Como base de comparação, a cidade de Campinas, que tem a maior capacidade instalada no país, tem 410 MW somando todas as plantas, de acordo com a consultoria JLL.
Procurado pela Folha, o presidente da Associação Brasileira de Data Centers (ABDC), Gustavo Moraes, diz que a entidade pleiteia vantagens tributárias junto ao Mdic (Ministério do Desenvolvimento, Indústria, Comércio e Serviços), de Geraldo Alckmin, há cerca de um ano.
“A resposta do governo é sempre que não há espaço para algo diferente enquanto não sair a regulamentação da reforma tributária, com as definições sobre o IVA [imposto sobre valor agregado]”, afirma o presidente da ABDC.
Moraes, por outro lado, não diminui a importância dos investimentos do próprio governo nesse tipo de tecnologia. “Nós temos apoiado uma iniciativa do governo em escrever uma política para contratação de serviços de nuvem e data centers, e temos indicado o uso de infraestrutura particular para abrigar serviços do governo seria uma ótima estratégia.”
Outro fator que pesa na atração de data centers para o Brasil será o nível de rigor da regulação brasileira de inteligência artificial em tramitação no Senado.
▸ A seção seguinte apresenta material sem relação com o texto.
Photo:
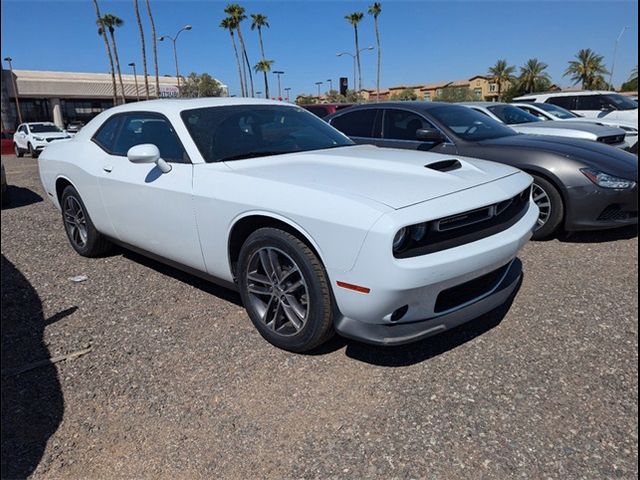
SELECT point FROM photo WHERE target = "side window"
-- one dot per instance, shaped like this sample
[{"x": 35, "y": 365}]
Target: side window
[
  {"x": 356, "y": 124},
  {"x": 402, "y": 125},
  {"x": 138, "y": 128},
  {"x": 568, "y": 102},
  {"x": 106, "y": 134}
]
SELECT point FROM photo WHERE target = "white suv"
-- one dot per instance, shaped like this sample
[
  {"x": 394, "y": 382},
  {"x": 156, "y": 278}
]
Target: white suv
[
  {"x": 594, "y": 104},
  {"x": 33, "y": 137}
]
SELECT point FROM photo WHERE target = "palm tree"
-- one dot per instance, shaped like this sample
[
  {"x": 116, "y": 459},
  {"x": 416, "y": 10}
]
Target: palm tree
[
  {"x": 354, "y": 19},
  {"x": 236, "y": 12},
  {"x": 501, "y": 73},
  {"x": 154, "y": 42},
  {"x": 259, "y": 21},
  {"x": 230, "y": 25},
  {"x": 144, "y": 50},
  {"x": 110, "y": 22},
  {"x": 102, "y": 32},
  {"x": 264, "y": 66},
  {"x": 375, "y": 10},
  {"x": 533, "y": 74},
  {"x": 588, "y": 68}
]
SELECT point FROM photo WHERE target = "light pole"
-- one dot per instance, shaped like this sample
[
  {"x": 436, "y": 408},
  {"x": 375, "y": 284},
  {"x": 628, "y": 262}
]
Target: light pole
[
  {"x": 135, "y": 77},
  {"x": 615, "y": 50},
  {"x": 278, "y": 73},
  {"x": 175, "y": 51},
  {"x": 15, "y": 87},
  {"x": 353, "y": 56}
]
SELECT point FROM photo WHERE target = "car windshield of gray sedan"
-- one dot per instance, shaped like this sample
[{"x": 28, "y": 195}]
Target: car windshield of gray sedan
[
  {"x": 468, "y": 124},
  {"x": 512, "y": 115},
  {"x": 43, "y": 128},
  {"x": 557, "y": 111},
  {"x": 248, "y": 131}
]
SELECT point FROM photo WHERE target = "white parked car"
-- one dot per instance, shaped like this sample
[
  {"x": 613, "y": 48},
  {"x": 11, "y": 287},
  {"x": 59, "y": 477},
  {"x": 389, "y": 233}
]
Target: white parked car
[
  {"x": 33, "y": 137},
  {"x": 549, "y": 111},
  {"x": 523, "y": 122},
  {"x": 595, "y": 104},
  {"x": 386, "y": 246}
]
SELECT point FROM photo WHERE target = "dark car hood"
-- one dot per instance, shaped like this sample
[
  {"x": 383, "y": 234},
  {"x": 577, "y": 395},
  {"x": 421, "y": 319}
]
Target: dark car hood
[{"x": 593, "y": 154}]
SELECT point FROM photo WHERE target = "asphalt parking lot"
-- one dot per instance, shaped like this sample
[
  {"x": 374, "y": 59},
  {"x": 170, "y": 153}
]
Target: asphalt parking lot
[{"x": 178, "y": 384}]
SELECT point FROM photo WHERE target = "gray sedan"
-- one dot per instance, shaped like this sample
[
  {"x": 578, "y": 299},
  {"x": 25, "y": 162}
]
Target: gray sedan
[{"x": 578, "y": 184}]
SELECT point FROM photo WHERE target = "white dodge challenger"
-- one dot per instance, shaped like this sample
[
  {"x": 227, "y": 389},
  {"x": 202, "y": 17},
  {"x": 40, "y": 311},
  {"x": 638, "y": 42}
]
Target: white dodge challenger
[{"x": 316, "y": 233}]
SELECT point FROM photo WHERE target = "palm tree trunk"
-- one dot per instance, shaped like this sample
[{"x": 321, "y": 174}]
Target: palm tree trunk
[
  {"x": 355, "y": 28},
  {"x": 108, "y": 48},
  {"x": 266, "y": 85},
  {"x": 235, "y": 49},
  {"x": 246, "y": 58},
  {"x": 144, "y": 50},
  {"x": 375, "y": 20},
  {"x": 115, "y": 54},
  {"x": 155, "y": 47}
]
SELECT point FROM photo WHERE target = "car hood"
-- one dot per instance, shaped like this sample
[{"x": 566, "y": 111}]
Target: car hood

A votação do projeto foi adiada em julho, após a CNI (Confederação Nacional da Indústria) apresentar nota técnica afirmando que o rigor do texto espantaria data centers do país.
O Brasil abriga hoje 146 data centers em 25 regiões, de acordo com o levantamento colaborativo Data Center Map. Torto, da Ascenty, estima que 80% das plantas da América Latina estejam no país. “Essa tendência deve se manter.”
Em 22 de março, esse número era de 130 plantas, o que indica um crescimento de 16 unidades nos últimos cinco meses.